Domestication of Sugarcane dates back more than 8,000 years ago in New Guinea and southern China. Papuans and Austronesians originally used sugarcane primarily as food for domesticated pigs. The earliest known production of crystalline sugar began in northern India. The earliest evidence of sugar production comes from ancient Sanskrit and Pali texts. Muslim and Arab traders introduced sugar from medieval India to the Mediterranean. Christopher Columbus first brought sugarcane to the Caribbean during his second voyage to the Americas, initially to the island of Hispaniola (modern-day Haiti and the Dominican Republic).
In colonial times, sugar formed one side of the triangle trade of New World raw materials, along with European manufactured goods, and African slaves. Sugarcane was at some point in history considered the white gold, and many commercial wars have been fought in name of sugar over history.
By the time Magellan reached Southeast Asia where sugarcane was a common crop, the plant was already being farmed extensively in Brazil and the West Indies, making sugarcane one of the first crops to be cultivated and traded globally, even before humans would complete the first trip around the world.

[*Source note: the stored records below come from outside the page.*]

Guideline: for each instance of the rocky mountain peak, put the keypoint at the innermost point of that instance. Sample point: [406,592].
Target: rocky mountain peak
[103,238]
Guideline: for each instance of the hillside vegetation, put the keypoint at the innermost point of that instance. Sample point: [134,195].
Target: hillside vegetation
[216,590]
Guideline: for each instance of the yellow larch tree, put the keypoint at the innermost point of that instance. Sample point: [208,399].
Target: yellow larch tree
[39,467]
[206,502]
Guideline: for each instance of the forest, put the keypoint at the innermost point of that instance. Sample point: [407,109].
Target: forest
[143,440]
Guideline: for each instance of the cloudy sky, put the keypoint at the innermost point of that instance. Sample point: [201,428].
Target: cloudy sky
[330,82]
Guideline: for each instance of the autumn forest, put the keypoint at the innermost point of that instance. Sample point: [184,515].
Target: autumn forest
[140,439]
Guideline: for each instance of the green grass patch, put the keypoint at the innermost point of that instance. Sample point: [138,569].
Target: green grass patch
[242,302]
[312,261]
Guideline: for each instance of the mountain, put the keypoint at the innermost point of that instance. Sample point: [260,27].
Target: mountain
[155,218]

Today the total production of sugarcane is 1.9 billion tons, with Brazil producing 39% of the world total, followed by India with 20%. Worldwide, 26 million hectares were devoted to sugarcane cultivation in 2018, which has a strong impact in terms of land use on those environments where it is grown.
But the biggest impact of sugarcane on the environment comes from its processing in the mills, which generates enormous quantity of wastewater, emissions and solid waste. On the other hand, sugarcane byproducts include Ethanol, which is used as a biofuel widely in Brazil. Sugarcane is consumed in every corner of the planet today.